0

We are using newAPIHadoopRDD to scan a bigtable and add the records in Rdd. Rdd gets populated using newAPIHadoopRDD for a smaller (say less than 100K records) bigtable. However, it fails to load records into Rdd from larger(say 6M records) bigtable.

SparkConf sparkConf = new SparkConf().setAppName("mc-bigtable-sample-scan")
JavaSparkContext jsc = new JavaSparkContext(sparkConf);

Configuration hbaseConf = HBaseConfiguration.create();
hbaseConf.set(TableInputFormat.INPUT_TABLE, "listings");
Scan scan = new Scan();
scan.addColumn(COLUMN_FAMILY_BASE, COLUMN_COL1);
hbaseConf.set(TableInputFormat.SCAN, TableMapReduceUtil.convertScanToString(scan));
JavaPairRDD<ImmutableBytesWritable, Result> source = jsc.newAPIHadoopRDD(hbaseConf, TableInputFormat.class,
            ImmutableBytesWritable.class, Result.class);
System.out.println("source count " + source.count());

The count show properly for smaller table. But it shows zero for larger table.

Tried many different configuration options like increasing driver memory, number of executors, number of workers but nothing works.
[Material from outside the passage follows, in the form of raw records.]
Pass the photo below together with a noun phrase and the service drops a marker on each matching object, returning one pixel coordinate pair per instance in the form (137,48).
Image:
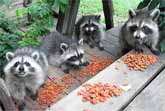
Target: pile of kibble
(139,61)
(49,93)
(99,92)
(52,90)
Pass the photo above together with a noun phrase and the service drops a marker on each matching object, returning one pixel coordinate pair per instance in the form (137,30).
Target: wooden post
(25,4)
(60,21)
(108,13)
(5,98)
(66,24)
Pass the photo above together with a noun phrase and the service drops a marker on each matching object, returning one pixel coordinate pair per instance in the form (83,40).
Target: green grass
(121,8)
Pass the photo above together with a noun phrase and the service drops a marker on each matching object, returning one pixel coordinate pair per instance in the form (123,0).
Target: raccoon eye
(74,58)
(133,28)
(27,64)
(81,55)
(16,64)
(146,30)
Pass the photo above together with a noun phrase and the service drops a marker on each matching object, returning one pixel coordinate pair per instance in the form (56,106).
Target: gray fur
(140,30)
(89,28)
(59,49)
(25,81)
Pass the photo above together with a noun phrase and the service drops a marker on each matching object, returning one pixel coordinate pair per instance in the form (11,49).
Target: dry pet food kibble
(99,92)
(139,61)
(49,93)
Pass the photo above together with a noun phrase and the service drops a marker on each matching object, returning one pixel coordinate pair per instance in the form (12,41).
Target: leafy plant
(8,42)
(161,21)
(5,2)
(42,20)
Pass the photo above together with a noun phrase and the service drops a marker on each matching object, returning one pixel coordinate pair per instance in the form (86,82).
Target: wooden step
(137,79)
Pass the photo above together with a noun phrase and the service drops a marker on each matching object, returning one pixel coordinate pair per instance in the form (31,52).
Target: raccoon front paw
(66,70)
(91,46)
(139,50)
(85,63)
(156,52)
(21,107)
(101,48)
(34,96)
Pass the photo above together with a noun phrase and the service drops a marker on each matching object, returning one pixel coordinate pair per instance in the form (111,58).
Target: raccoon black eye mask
(140,31)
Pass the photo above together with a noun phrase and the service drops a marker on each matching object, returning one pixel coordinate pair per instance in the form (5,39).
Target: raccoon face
(91,24)
(142,24)
(73,54)
(22,66)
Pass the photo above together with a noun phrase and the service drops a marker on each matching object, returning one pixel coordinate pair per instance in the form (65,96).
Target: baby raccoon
(25,72)
(141,30)
(89,28)
(63,52)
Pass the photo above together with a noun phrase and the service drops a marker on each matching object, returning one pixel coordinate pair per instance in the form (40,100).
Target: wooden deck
(147,92)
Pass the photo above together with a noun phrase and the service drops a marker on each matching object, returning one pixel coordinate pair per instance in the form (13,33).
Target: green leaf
(21,12)
(64,2)
(162,46)
(5,2)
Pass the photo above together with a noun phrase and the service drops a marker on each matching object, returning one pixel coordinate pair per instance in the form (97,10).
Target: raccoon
(25,73)
(140,30)
(63,52)
(89,28)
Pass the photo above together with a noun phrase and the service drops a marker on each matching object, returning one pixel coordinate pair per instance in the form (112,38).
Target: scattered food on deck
(139,61)
(126,86)
(99,92)
(117,66)
(56,87)
(87,110)
(49,93)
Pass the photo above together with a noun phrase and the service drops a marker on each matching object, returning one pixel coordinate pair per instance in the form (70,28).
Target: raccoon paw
(21,107)
(34,96)
(139,50)
(66,70)
(91,46)
(101,48)
(85,63)
(156,52)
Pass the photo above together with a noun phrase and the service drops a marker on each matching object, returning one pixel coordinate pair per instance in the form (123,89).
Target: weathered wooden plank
(68,19)
(108,13)
(152,98)
(5,97)
(137,79)
(115,31)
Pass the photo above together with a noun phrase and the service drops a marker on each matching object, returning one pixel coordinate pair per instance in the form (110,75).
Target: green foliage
(8,42)
(5,2)
(120,8)
(161,21)
(40,23)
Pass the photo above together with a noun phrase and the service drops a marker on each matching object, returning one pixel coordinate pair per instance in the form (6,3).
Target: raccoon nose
(21,69)
(137,37)
(85,63)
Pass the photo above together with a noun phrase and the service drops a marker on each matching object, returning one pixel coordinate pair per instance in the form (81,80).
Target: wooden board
(57,73)
(152,98)
(137,79)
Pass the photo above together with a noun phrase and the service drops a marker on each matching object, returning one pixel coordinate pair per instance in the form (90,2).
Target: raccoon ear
(9,55)
(35,55)
(81,41)
(155,14)
(132,13)
(63,46)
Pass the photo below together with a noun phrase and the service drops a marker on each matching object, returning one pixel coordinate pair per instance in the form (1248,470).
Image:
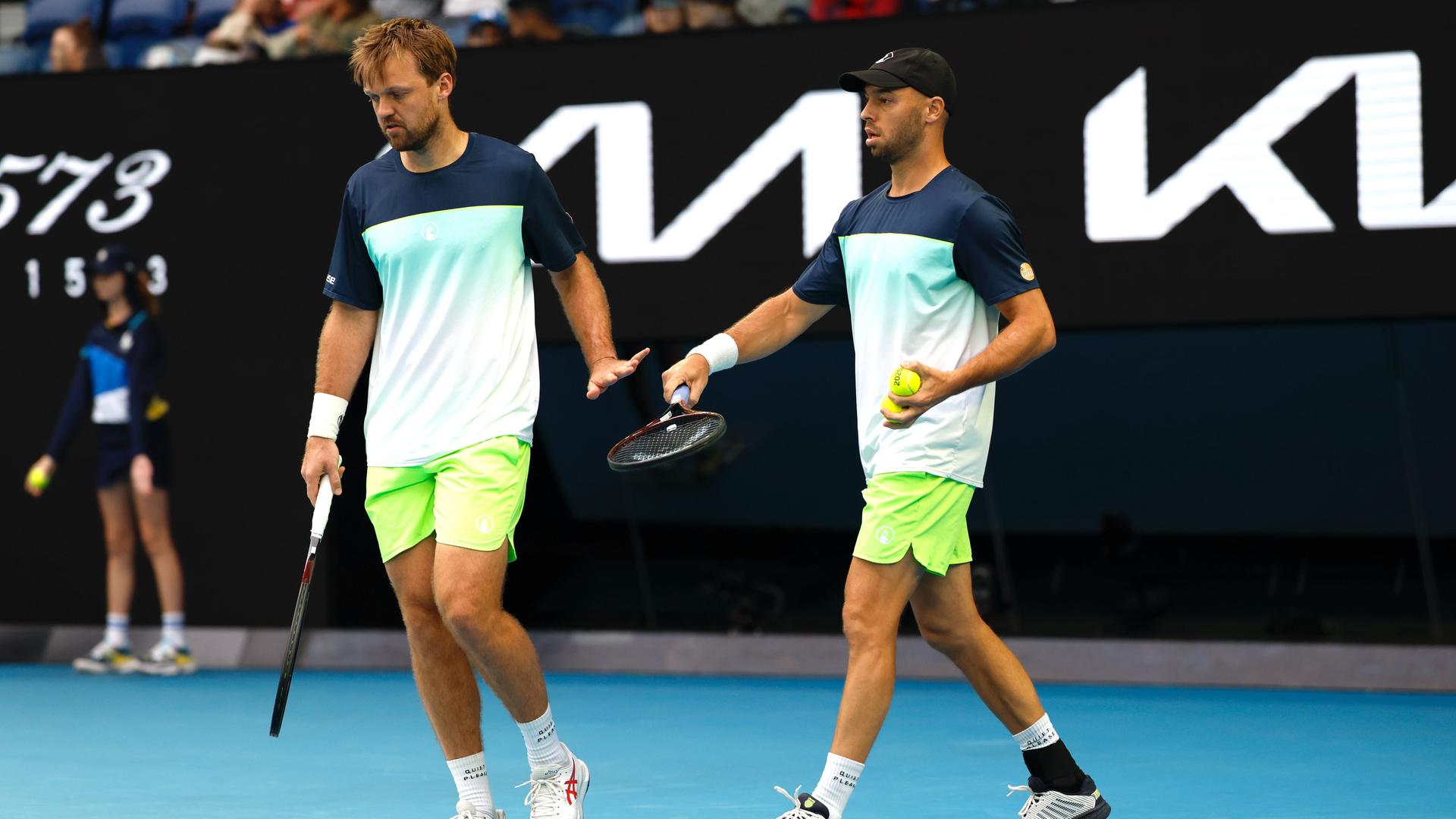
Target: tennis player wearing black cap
(928,264)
Could someone help please?

Igor Dvorzhak
  • 4,360
  • 3
  • 17
  • 31
  • 1
    Please include a [minimal, verifyable and complete example](https://stackoverflow.com/help/mcve) to make it easier to help you. Nobody knows how your table looks or what data it contains, and therefore it's difficult to find an appropriate answer. – Thomas Flinkow Mar 02 '18 at 09:37

1 Answers1

1

My bad. Found the issue in my code. The column COLUMN_COL1 which I was trying to scan was not available in bigger bigtable and hence my count was appearing 0.